Zynga and Facebook on Thursday updated their relationship status. They’re moving away from their co-dependency, and also from exclusivity — mostly on Zynga’s part. The San Francisco company makes social games that are mostly played on Facebook, and the social network relies on revenue (12 percent of its total revenue last year) from the paying customers of those games.

The Merc’s Peter Delevett points out that both companies had in recent months taken steps to reduce their reliance on each other, so the latest move is no big surprise. And analysts such as Michael Pachter of Wedbush Securities don’t necessarily see it as bad for Zynga: “Zynga now has an incentive to expand the reach of its most popular social games beyond Facebook and Zynga.com and be able to offer additional payment options, likely resulting in additional payers who are not Facebook users,” he said, according to the Wall Street Journal.
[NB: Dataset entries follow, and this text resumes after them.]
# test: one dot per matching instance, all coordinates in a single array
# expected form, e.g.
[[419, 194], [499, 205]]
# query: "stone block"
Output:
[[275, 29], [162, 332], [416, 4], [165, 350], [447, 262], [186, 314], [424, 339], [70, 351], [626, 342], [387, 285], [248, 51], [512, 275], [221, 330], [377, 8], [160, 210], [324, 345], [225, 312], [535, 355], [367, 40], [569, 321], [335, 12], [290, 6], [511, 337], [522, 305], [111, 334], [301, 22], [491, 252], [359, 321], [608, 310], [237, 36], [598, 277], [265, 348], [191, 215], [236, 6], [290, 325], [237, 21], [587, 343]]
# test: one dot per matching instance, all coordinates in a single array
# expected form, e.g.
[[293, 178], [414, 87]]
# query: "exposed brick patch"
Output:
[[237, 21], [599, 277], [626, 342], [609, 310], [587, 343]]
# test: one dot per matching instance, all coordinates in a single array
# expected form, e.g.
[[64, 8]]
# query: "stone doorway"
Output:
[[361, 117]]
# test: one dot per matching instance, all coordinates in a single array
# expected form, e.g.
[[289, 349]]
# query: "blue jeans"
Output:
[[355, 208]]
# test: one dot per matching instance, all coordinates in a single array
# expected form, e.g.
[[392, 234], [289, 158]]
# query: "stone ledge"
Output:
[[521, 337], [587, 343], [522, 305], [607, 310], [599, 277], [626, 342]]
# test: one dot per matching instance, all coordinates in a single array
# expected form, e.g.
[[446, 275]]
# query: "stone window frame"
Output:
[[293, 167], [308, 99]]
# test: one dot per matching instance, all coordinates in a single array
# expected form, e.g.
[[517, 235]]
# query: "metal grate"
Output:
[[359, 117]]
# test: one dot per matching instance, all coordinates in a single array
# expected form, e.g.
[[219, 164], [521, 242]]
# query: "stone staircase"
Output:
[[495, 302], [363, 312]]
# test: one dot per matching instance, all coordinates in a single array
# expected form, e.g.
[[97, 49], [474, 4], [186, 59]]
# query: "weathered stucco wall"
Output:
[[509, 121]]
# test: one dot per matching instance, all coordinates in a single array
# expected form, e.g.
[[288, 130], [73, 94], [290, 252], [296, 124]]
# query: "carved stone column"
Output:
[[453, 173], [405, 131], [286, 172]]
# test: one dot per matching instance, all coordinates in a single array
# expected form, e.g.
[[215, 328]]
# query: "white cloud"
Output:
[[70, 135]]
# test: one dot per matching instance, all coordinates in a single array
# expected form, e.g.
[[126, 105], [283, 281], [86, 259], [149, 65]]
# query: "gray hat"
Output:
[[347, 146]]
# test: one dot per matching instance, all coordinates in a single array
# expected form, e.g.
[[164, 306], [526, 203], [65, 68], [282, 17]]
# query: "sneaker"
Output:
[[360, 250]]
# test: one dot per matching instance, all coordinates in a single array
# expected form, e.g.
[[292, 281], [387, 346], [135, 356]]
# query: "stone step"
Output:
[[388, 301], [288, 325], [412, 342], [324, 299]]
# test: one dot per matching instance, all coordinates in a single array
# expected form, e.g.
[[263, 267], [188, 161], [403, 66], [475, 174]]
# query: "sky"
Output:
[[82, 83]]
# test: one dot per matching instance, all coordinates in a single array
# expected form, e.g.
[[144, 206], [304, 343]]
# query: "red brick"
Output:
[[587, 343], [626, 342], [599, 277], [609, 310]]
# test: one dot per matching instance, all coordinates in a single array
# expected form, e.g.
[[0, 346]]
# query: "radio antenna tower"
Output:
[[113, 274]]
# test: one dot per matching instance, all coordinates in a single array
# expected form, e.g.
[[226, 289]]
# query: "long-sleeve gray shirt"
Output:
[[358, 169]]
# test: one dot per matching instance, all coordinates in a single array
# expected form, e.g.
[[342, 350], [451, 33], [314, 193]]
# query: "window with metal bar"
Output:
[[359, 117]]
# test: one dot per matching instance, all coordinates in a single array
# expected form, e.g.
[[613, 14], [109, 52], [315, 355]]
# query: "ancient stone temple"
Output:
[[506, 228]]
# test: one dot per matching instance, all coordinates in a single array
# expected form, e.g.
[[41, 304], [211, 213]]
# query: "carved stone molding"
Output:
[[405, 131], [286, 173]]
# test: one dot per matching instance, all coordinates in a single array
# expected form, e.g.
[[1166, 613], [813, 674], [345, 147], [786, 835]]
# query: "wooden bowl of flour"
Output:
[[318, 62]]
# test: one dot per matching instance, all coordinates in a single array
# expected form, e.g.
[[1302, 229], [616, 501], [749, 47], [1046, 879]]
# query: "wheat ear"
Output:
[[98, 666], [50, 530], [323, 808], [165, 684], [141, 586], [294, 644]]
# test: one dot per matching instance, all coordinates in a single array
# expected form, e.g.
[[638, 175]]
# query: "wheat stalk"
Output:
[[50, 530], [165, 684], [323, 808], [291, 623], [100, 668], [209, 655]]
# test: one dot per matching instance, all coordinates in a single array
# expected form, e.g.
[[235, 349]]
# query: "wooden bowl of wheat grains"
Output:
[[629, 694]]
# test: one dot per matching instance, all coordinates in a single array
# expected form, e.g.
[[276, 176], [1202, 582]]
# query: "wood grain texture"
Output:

However, one of the terms that has changed is that Facebook could, if it wants, develop its own games — potentially becoming a Zynga competitor. The Menlo Park company reportedly says it has no plans to make its own games at this point.

Still, Zynga is seeing a sell-off of its shares today. They were down about 6.5 percent to $2.45 as of this post. The all-time closing low of shares of Zynga, which went public about a year ago, is $2.10, which it reached in October.